Welcome back to our fifty third post in our ‘Tickle Your Fancy’ section. ‘Tickle Your Fancy’ includes a round-up of between three to five links to articles from around the internet that have specifically interested us during the course of the week. Ones that we feel are relevant to your interest in photography and art.
Just to explain the title for this section ‘Tickle Your Fancy’ is an English idiom and essentially means that something appeals to you and perhaps stimulates your imagination in an enthusiastic way, we felt it would make a great title for this new section of the site.

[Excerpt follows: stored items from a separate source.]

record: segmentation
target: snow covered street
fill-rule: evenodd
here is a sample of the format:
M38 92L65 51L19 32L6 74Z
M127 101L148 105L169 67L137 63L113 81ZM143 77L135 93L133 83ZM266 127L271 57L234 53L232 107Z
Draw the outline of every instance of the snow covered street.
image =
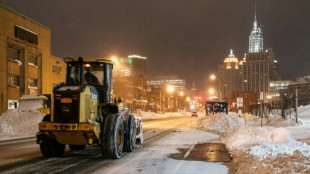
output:
M198 118L190 118L188 113L141 112L145 122L158 121L144 125L145 143L136 152L93 172L228 173L229 168L223 163L176 160L169 157L178 153L180 148L190 149L193 144L220 142L225 143L230 150L236 173L310 173L310 106L301 106L298 111L298 123L295 123L295 114L287 120L273 115L268 120L264 118L262 127L261 120L252 115L239 117L235 113L229 113L205 116L204 113L199 113ZM17 111L9 111L0 117L0 141L10 137L35 135L37 130L25 129L25 126L32 123L37 125L41 115L27 117L27 122L17 124L16 120L22 119L21 117L25 117L25 114ZM183 118L190 121L186 121L185 125L179 126L173 133L156 138L157 133L171 126L160 120L175 119L173 122L177 124L177 120ZM11 127L10 131L6 131L8 127ZM113 163L123 165L115 167Z

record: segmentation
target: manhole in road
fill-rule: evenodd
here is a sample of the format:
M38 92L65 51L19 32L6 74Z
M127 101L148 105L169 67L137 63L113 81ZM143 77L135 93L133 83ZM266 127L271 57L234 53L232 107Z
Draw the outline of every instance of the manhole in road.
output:
M177 160L230 162L232 157L223 143L204 143L192 145L189 149L178 149L180 153L171 154Z

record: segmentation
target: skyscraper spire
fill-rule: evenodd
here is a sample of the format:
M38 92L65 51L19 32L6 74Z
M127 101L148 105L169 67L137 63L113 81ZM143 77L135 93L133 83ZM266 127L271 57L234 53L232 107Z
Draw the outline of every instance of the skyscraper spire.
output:
M252 32L249 36L249 53L259 53L262 51L263 51L263 32L257 26L256 0L255 0L254 24Z
M255 0L255 18L254 18L254 24L253 24L253 29L257 30L257 20L256 20L256 0Z
M232 49L230 49L229 57L235 57L234 52Z

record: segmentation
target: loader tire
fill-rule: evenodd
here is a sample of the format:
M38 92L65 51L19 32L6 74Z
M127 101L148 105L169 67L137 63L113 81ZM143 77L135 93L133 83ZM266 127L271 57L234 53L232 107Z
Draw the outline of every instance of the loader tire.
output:
M106 115L105 117L103 117L103 121L101 123L101 133L100 133L100 140L101 140L101 144L100 144L100 148L101 148L101 153L102 153L102 157L103 158L109 158L109 150L108 150L108 144L107 144L107 129L111 122L112 117L110 115Z
M123 120L121 116L115 114L109 117L106 126L108 156L112 159L119 159L122 156L124 144Z
M44 138L40 150L44 157L62 156L66 145L58 143L55 139Z
M69 148L72 151L84 150L85 147L86 145L69 145Z
M128 126L125 134L125 148L127 152L132 152L136 147L136 134L137 127L135 117L133 115L128 116Z

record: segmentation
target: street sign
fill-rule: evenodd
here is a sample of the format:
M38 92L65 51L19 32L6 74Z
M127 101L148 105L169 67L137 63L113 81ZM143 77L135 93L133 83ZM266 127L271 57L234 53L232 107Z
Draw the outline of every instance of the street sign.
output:
M237 107L243 107L243 98L237 97Z

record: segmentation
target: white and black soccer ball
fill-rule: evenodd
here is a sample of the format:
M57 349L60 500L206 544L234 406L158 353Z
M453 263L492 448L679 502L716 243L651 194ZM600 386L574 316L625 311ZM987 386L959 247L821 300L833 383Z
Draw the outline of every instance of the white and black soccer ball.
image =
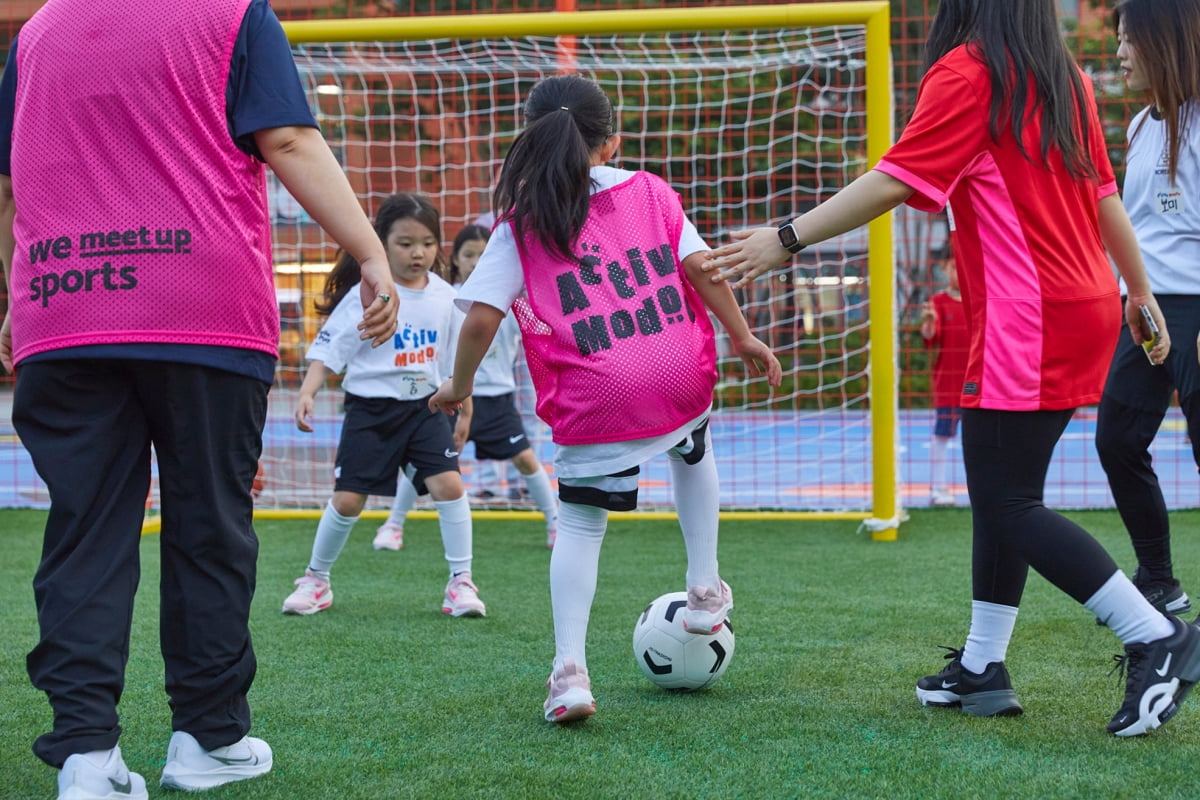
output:
M729 620L712 636L683 629L687 592L664 594L646 606L633 626L633 657L651 683L691 692L711 686L733 658Z

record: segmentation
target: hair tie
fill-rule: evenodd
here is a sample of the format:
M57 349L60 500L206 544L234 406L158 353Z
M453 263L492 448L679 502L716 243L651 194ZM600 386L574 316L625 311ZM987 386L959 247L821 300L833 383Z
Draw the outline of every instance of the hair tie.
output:
M570 111L570 110L571 110L571 109L567 108L566 106L559 106L559 108L561 108L563 111Z

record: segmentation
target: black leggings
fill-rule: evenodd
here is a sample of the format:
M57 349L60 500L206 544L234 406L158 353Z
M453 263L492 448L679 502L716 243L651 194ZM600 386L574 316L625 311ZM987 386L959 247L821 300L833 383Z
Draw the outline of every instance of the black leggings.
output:
M1073 413L963 410L975 600L1019 606L1033 567L1083 603L1117 571L1091 534L1042 502L1050 457Z

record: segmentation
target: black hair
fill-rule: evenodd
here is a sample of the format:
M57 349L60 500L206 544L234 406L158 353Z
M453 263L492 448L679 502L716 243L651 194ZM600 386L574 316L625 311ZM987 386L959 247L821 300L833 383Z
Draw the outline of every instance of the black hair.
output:
M464 225L458 235L454 237L454 246L450 248L450 258L447 262L447 275L444 276L451 284L460 282L462 278L462 270L459 269L458 251L463 249L463 245L467 242L486 242L492 232L482 225Z
M1175 183L1179 147L1196 124L1190 101L1200 100L1200 0L1122 0L1113 30L1124 28L1137 52L1148 91L1167 133L1167 179ZM1122 26L1122 23L1124 25ZM1141 131L1149 115L1134 130Z
M532 233L550 253L574 260L591 201L592 153L613 134L612 103L594 82L557 75L533 87L525 130L513 141L492 200L519 246Z
M1099 123L1086 112L1083 78L1059 32L1054 1L942 0L925 42L926 67L963 44L991 76L992 140L1008 129L1032 160L1022 134L1040 108L1042 163L1057 150L1072 177L1096 177L1088 141Z
M383 201L375 215L375 233L379 241L387 243L388 233L397 220L413 219L428 228L438 241L442 239L441 215L429 199L418 194L394 194ZM439 250L433 269L442 264ZM362 280L362 267L354 256L344 250L338 251L337 261L325 278L325 300L316 303L317 312L331 314L351 288Z

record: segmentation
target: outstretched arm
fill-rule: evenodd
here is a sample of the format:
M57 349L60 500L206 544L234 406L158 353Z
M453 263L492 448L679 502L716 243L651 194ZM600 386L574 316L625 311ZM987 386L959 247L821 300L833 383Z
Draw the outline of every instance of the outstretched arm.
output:
M801 243L823 242L852 231L891 211L912 195L912 188L891 175L870 170L821 205L792 221ZM759 275L791 260L775 228L734 231L734 241L713 250L702 269L713 281L732 281L739 289Z
M312 433L313 408L316 405L317 390L333 375L333 370L325 366L325 362L314 358L304 373L304 381L300 384L300 396L296 398L296 427L305 433Z
M729 342L733 351L738 354L746 365L751 377L767 376L767 383L779 386L783 383L783 367L779 359L763 342L755 338L738 308L733 290L725 282L713 283L700 269L707 253L692 253L683 260L683 272L688 281L696 288L704 305L708 306L720 321L725 332L729 334Z
M454 352L454 377L438 387L429 398L429 410L449 414L458 411L475 388L475 372L487 355L496 331L504 321L504 312L487 303L472 303L458 332Z
M254 134L263 160L317 224L362 267L360 338L372 347L396 332L400 302L383 243L363 213L342 167L316 128L291 125Z

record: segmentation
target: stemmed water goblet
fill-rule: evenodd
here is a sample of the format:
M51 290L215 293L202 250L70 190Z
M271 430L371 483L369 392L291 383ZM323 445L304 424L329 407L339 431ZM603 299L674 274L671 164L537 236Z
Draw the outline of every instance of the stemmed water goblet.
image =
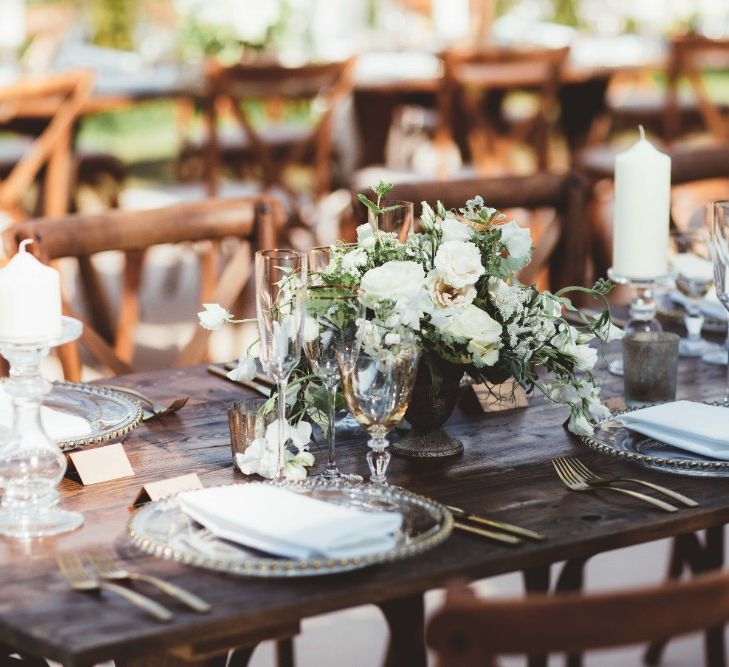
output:
M297 250L256 253L256 315L261 363L278 388L278 456L274 480L284 481L286 386L301 358L306 255Z
M312 371L328 392L329 458L319 476L327 481L358 484L360 475L342 474L335 459L335 409L339 387L339 353L358 348L358 323L364 319L365 307L359 290L343 285L311 285L306 292L304 352Z
M377 354L364 350L340 353L344 397L352 414L370 434L367 463L374 484L387 484L387 434L405 415L419 356L419 349L411 344Z
M679 354L700 357L716 348L701 335L704 326L701 301L714 284L709 230L703 226L689 229L675 234L672 240L675 252L671 258L671 272L677 290L685 299L684 325L688 333L679 343Z

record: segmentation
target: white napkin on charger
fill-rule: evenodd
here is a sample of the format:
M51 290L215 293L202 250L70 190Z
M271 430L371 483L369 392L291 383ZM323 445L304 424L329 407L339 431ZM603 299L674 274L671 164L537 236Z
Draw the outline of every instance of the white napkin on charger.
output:
M75 440L91 434L91 424L78 415L41 407L41 421L46 433L57 442ZM13 425L10 396L0 387L0 438Z
M387 551L402 525L397 512L364 512L264 484L188 491L178 500L217 537L301 560Z
M686 296L681 294L678 290L671 292L671 300L684 308L688 303ZM715 320L727 319L726 309L721 305L721 301L719 301L719 297L716 295L714 290L711 290L711 292L701 299L699 308L701 310L701 314L705 317L713 317Z
M678 449L729 461L729 409L725 407L673 401L626 412L618 420Z

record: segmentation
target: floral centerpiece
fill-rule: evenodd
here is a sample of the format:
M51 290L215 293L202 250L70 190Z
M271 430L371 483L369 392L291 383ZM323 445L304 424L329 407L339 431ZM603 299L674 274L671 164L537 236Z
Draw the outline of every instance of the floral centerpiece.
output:
M373 189L374 201L360 196L375 221L386 210L382 198L391 187L380 183ZM598 350L590 342L622 334L610 323L605 299L610 282L556 293L522 284L516 273L531 258L530 232L478 196L457 211L423 202L421 223L422 231L405 242L376 223L363 224L357 243L332 246L329 264L312 276L320 284L361 290L367 306L360 327L363 351L381 354L401 340L415 339L422 350L418 373L426 402L441 393L444 383L455 382L457 389L464 374L493 384L514 378L528 392L536 388L550 401L569 406L569 429L591 435L591 422L609 411L591 374ZM596 317L581 312L567 296L573 292L593 295L605 309ZM568 322L566 312L578 324ZM218 319L222 323L231 316ZM316 335L317 327L312 331ZM243 358L234 374L253 372L255 363ZM326 392L305 359L294 372L290 392L295 421L325 423ZM414 401L415 395L411 410ZM406 419L412 415L409 411Z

Ed Kashi on the Evolving Role of iPhones & Other Smartphones in Photojournalism
“Photojournalist Ed Kashi has had a life so packed with assignments, personal projects, accomplishments and adventures, that in reading about his 30-year-plus career, you kind of start to wonder how he carved out time to eat or sleep. He has, for example, produced seventeen essays for National Geographic magazine (often spending a year or more on a single essay), produced eight books of his work, and has covered topics as diverse as the impact of the oil industry in Nigeria, the protestant community in Northern Ireland, the lives of Jewish settlers in the West Bank, conflicts between the Shiites and Sunnis in Iraq, the impact of early onset Alzheimer’s, climate change, the relationship between sugar cane and Chronic Kidney Disease in Nicaragua and the plight of Syrian refugees”
Image ©Ed Kashi
Google claims the Pixel has the ‘best smartphone camera ever’
“Google has revealed the specs for its new Pixel smartphone’s 12.3-megapixel rear camera and they’re pretty impressive. For starters, its 89 score from DXOMark makes it the “best smartphone camera” ever, the company says, and brings it close to a dedicated compact camera in terms of sharpness and color accuracy. The relatively large sensor and smallish megapixel count yields a big 1.55-micron pixel size, meaning the camera will be good in low light too“.
Capturing the Buzz of Life in Brasilia’s Central Station
“When he moved to Brasilia in 2014, photographer Gustavo Minas couldn’t help but feel alienated. The city felt prone to separate; he didn’t like its open spaces and unwalkable roads, and the way people seemed to always be in their cars made him feel disconnected. The only place where he could feel the buzz of life was Rodoviaria do Plano Piloto – the Central Station of the city. His ongoing series Bus Stop is the result of his need to observe and get closer to others“.
Image ©Gustavo Minas
Risqué portraits and Hollywood secrets from photographer Marc Hom
“The camera is such an incredible weapon. It’s like a gun pointed right at your face,” says photographer Marc Hom.
For the last 25 years, his targets have been some of the biggest names in arts and culture, from actresses and athletes to models and monarchs. Just don’t call them celebrities.